By supporting cost tracking, privacy protection, and collaborative workflows, Orq.ai enables teams to manage AI development with greater precision and security.
This article was originally published on Neoteric.eu. Republished with permission.
Using AI isn’t just a trend—it’s a competitive necessity. But here’s the challenge: managing AI projects that align with business goals without getting buried in the technical weeds. Generative AI, in particular, brings enormous potential, but it also requires tight coordination across teams. In these projects, it’s not enough for just the data scientists and engineers to drive the work. You need product teams, developers, and non-technical staff working side by side to ensure the AI is on course to deliver what the business actually needs.
This collaborative approach is called Human-in-the-Loop (HITL). HITL keeps teams involved at key stages of the AI project lifecycle, helping bridge the gap between technical and business goals by having teams continuously monitor, guide, and improve the model’s output. This means that business leaders can stay focused on strategy but with regular checkpoints to ensure that project deliverables stay aligned with this strategy.
Getting these projects right isn’t about mastering algorithms; it’s about mastering cross-functional alignment. In this article, you will read how to prevent your AI and machine learning projects from veering off course, ensuring that technical and business teams remain focused on a common goal from start to finish.
How are AI projects different from traditional software projects?
Before we get into tricks and best practices for managing an AI project, let’s understand how they differ from traditional projects and what specific actions these differences impose.
On the surface, both might seem to follow a similar playbook—define the goals, set the budget, allocate resources, and roll out updates. But AI introduces a unique layer of complexity that requires us to rethink the way we manage projects.
First, AI projects rely heavily on data rather than strictly on code, making outcomes less predictable. This dependency means that managers must prioritize data quality and constantly monitor for bias, which can drastically affect results. Building checkpoints for data validation and testing becomes essential to ensure that models perform as expected.

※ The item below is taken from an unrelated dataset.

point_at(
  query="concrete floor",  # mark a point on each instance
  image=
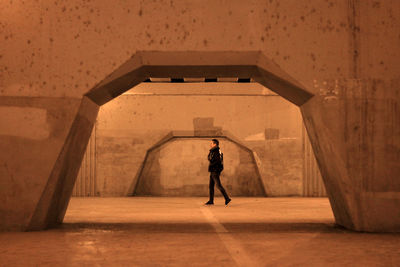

AI projects also don’t “finish” in the traditional sense; they require ongoing retraining and updates as new data and business needs evolve. Rather than aiming for a one-time launch, you need to plan for an ongoing lifecycle, with regular evaluations and adjustments to keep models relevant and effective.
Finally, the nature of AI requires continuous, close collaboration between technical and business experts to ensure the model aligns with real-world goals. Unlike traditional software projects, where different teams can often work in defined phases, AI projects require ongoing input from both sides to adjust models, interpret outputs, and refine objectives. For project managers, this means actively facilitating cross-functional collaboration throughout the entire project, not just at key milestones.
7 key areas that you need to control to effectively manage AI project lifecycle
According to recent research by RAND (published on Aug 13, 2024), over 80% of AI projects fail — which is twice the failure rate for non-AI projects. Clearly, managing machine learning projects demands a new level of vigilance.
So, what separates successful AI adoption projects from the rest? Let’s dig into the key areas you’ll need to oversee to keep your AI projects on track and delivering real value.
Cost management
As forecasted by Gartner, at least 30% of generative artificial intelligence projects will be abandoned after the proof-of-concept stage by the end of 2025, primarily due to difficulties in proving and realizing value amidst high costs. In the press release from July this year, Rita Sallam, the VP Analyst at Gartner, commented:
"After last year’s hype, executives are impatient to see returns on GenAI investments, yet organizations are struggling to prove and realize value. As the scope of initiatives widens, the financial burden of developing and deploying language models is increasingly felt."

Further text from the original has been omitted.